Frequently Asked Questions

Do we need to buy IEC 60601-1-6 if we already have EN 62366-1? Yes, because the collateral defines the linkage and specifies how the generic standard applies in the context of medical electrical equipment. But your usability process itself is built on EN 62366-1:2015+A1:2020.

Does following EN 62366-1 automatically cover Annex I §5 and §22? Following the harmonised version gives a presumption of conformity to the parts of Annex I the standard addresses. Annex I §5 and §22 contain requirements beyond user interface design (for example, environmental conditions), so the usability file contributes to, but does not alone prove, full §5 and §22 conformity.

Is formative evaluation required or just summative? EN 62366-1 expects both. Formative evaluation drives iterative design improvements. Summative evaluation validates that residual risks are acceptable. Skipping formative work is a common finding.
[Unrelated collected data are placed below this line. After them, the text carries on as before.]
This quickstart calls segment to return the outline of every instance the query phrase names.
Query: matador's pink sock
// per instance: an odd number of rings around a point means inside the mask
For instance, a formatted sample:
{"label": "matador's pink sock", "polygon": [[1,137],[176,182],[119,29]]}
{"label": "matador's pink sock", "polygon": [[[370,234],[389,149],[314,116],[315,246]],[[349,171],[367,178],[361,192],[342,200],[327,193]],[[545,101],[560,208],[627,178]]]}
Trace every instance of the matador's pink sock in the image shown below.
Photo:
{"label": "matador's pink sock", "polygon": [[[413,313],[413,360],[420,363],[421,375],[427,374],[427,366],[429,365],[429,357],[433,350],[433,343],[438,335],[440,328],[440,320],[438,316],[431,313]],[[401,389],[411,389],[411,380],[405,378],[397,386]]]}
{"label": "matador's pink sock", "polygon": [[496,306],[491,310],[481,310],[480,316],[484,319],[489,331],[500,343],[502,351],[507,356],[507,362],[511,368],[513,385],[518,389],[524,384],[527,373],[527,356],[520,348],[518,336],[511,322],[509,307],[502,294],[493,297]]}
Can we use our development team as summative evaluation participants? No. Participants must represent the user groups in the use specification. Developers know the device too well; their performance does not reflect real-world use.

What about IEC 62366-2? Part 2 is a technical report providing guidance on applying the process standard. It is not a harmonised standard and you do not need to claim conformity to it. It is useful reading, not a deliverable.

How does this change for a home-use device? Annex I §22 kicks in. The use specification must treat lay users as the primary user group, the summative evaluation must include lay participants, and the IFU and labelling must meet the lay-user readability requirements in Annex I Chapter III.

Sources

  1. Regulation (EU) 2017/745 on medical devices, consolidated text. Annex I §5, §14, §17, §22.
  2. EN 62366-1:2015+A1:2020. Medical devices. Application of usability engineering to medical devices.
  3. EN 60601-1:2006+A1+A12+A2+A13:2024. Medical electrical equipment. Part 1: General requirements for basic safety and essential performance.
  4. EN ISO 14971:2019+A11:2021. Medical devices. Application of risk management to medical devices.